Hi, I have 3 problems here need to be solved, help me please
1.Evaluate ∫ sin2x sec^5(2x)dx
2. If f(x)=√x and P is a partition of [1,16] determined by 1,3,5,7,9,16,find a Riemann sum Rp of f by choosing the numbers 1,4,5,9 and 9(yes 9 again) in the subintervals of P
3. Given G(x)=∫(limit 1/x to x) √t^4+t^2+4 dt, find G'(x)
A square root is equal to 1/2...
=t^4(1/2)+t^2(1/2)+4^(1/2)......the square root is removed
=t^2+t+2
g'(t)=2t+1
sin u sec^5 u
= tan u sec^4 u
= sec u * tan u * sec^3 u du
if v = sec u, then that is v^3 dv
So, you have
∫ sin2x sec^5(2x)dx
1/2 ∫ sin2x sec^5(2x) 2 dx
= 1/2 ∫ sec^3(2x) d(sec(2x))
= 1/8 sec^4(2x) + C
There are lots of good Riemann sum calculators online.
Using the 2nd Fundamental Theorem of Calculus, G'(x) =
[√(x^4+x^2+4) * (1)] - [√(1/x^4 + 1/x^2 + 4) * (-1/x^2)]
= √(x^4+x^2+4) + √(4x^4+x^2+1)/x^4
Of course! I'd be happy to help you solve these problems.
1. To evaluate the integral ∫ sin^2(x) sec^5(2x) dx, you can use integration by substitution. Let's set u = 2x. Then, the integral becomes ∫ sin^2(x) sec^5(u) (1/2) du.
Next, we can use the trigonometric identity sin^2(x) = 1 - cos^2(x) to rewrite the integral as ∫ (1 - cos^2(x)) sec^5(u) (1/2) du.

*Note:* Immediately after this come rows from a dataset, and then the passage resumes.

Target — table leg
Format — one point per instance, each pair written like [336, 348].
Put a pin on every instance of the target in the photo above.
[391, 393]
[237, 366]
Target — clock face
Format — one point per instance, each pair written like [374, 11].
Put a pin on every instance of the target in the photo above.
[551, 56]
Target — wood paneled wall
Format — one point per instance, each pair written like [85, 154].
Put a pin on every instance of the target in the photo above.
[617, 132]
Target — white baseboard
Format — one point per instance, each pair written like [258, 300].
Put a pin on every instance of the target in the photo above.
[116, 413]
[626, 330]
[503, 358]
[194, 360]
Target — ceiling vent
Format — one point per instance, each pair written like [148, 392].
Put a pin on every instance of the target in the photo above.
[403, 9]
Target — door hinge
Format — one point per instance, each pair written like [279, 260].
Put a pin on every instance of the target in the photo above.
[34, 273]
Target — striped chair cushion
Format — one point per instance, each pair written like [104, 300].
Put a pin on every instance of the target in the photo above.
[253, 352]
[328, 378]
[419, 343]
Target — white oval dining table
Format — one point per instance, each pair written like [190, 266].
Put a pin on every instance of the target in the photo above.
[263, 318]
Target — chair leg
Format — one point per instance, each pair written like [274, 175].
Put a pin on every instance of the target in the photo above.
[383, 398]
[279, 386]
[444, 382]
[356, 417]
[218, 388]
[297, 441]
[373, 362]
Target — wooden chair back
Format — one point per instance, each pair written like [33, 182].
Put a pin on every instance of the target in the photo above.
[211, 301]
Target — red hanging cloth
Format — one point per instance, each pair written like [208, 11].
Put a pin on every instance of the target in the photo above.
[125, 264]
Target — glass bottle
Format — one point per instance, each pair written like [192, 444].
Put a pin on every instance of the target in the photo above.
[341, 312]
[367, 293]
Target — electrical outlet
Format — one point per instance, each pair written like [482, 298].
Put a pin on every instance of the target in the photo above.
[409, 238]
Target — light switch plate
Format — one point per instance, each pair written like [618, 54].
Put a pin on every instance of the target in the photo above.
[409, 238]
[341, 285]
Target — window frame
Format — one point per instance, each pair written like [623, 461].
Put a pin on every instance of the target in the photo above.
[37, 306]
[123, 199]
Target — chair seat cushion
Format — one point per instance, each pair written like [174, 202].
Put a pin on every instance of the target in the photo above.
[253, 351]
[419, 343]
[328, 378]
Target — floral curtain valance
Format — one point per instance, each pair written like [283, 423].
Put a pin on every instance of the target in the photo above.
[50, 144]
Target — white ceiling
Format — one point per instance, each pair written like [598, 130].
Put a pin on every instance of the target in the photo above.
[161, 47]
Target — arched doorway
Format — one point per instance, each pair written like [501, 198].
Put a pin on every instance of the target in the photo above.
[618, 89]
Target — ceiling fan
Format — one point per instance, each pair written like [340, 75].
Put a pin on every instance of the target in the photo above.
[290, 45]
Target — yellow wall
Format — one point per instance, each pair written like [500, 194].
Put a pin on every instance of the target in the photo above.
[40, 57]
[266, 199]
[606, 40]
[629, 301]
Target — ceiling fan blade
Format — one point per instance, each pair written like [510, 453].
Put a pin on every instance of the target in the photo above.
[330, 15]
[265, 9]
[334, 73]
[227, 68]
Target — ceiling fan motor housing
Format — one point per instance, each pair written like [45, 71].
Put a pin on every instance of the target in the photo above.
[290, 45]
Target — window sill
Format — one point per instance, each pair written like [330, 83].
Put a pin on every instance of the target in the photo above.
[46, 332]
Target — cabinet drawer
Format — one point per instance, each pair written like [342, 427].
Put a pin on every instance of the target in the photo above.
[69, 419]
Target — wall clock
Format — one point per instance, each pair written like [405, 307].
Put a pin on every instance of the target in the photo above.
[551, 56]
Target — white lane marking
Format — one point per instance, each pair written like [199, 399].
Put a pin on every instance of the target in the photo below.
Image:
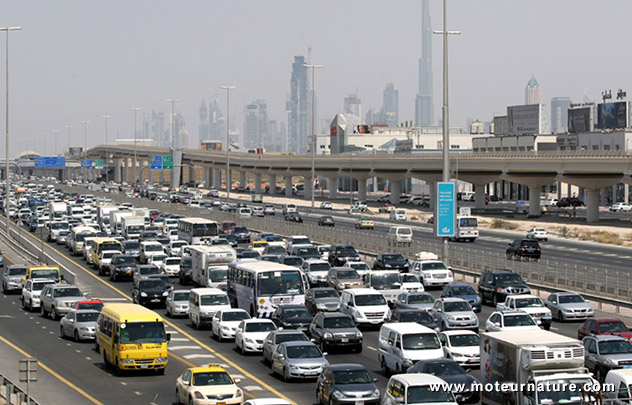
[185, 348]
[198, 356]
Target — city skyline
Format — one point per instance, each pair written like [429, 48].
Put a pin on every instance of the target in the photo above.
[68, 65]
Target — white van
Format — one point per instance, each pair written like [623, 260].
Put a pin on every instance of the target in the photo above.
[398, 214]
[402, 344]
[203, 303]
[414, 388]
[400, 234]
[365, 306]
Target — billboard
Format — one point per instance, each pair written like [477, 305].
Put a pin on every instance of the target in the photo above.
[580, 120]
[524, 119]
[612, 115]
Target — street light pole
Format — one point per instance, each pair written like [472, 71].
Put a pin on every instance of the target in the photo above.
[107, 156]
[7, 182]
[134, 163]
[446, 114]
[313, 146]
[228, 182]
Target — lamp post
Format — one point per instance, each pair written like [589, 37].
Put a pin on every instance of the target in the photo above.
[228, 182]
[173, 136]
[313, 146]
[136, 110]
[7, 192]
[446, 115]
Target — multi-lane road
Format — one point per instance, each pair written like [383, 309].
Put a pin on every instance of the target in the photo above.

Now, we can split this integral into two parts. The first part is ∫ sec^5(u) (1/2) du, which can be integrated using integration by parts. By letting v = sec^4(u) and du = sec(u) tan(u) du, we can find the integral as (1/2) [ sec^4(u) tan(u) - ∫ 4 sec^3(u) tan^2(u) du].
The second part is ∫ cos^2(x) sec^5(u) (1/2) du, which simplifies to ∫ cos^2(x) sec^5(u) (1/2) du.
2. To find the Riemann sum Rp of f(x) = √x on the partition P = {1, 3, 5, 7, 9, 16} using the chosen subintervals with boundaries {1, 4, 5, 9, 9, 16}, we can evaluate f(x) at each of the chosen subinterval endpoints and multiply them by the corresponding subinterval length.
The Riemann sum Rp is given by Rp = ∑[f(c_i)(x_i - x_i-1)], where i ranges from 1 to the number of subintervals (in this case, 5), c_i is any point within the ith subinterval, and x_i and x_i-1 are the upper and lower boundaries of the ith subinterval.
Using the given numbers, we have:
R1 = f(c1)(x1 - x0) = f(1)(4 - 1),
R2 = f(c2)(x2 - x1) = f(4)(5 - 4),
R3 = f(c3)(x3 - x2) = f(5)(9 - 5),
R4 = f(c4)(x4 - x3) = f(9)(9 - 9),
R5 = f(c5)(x5 - x4) = f(9)(16 - 9),
where f(x) = √x.
3. To find G'(x) given G(x) = ∫(1/x to x) √(t^4 + t^2 + 4) dt, we can use the Fundamental Theorem of Calculus. According to this theorem, if F(x) is an antiderivative of a function f(x) over an interval [a, b], then ∫(a to b) f(x) dx = F(b) - F(a).
In this case, G(x) represents the integral of the function √(t^4 + t^2 + 4) from the lower limit of 1/x to the upper limit of x. The expression √(t^4 + t^2 + 4) is the integrand.
To find G'(x), we need to differentiate G(x) with respect to x. By applying the Fundamental Theorem of Calculus, we have G'(x) = (√(x^4 + x^2 + 4)) - (√(1/x^4 + 1/x^2 + 4/x^2)).
To simplify further, you can write G'(x) as (√(x^4 + x^2 + 4)) - (√((1 + x^2 + 4x^2)/x^2)).
I hope this helps you solve the problems! If you have any further questions, please let me know.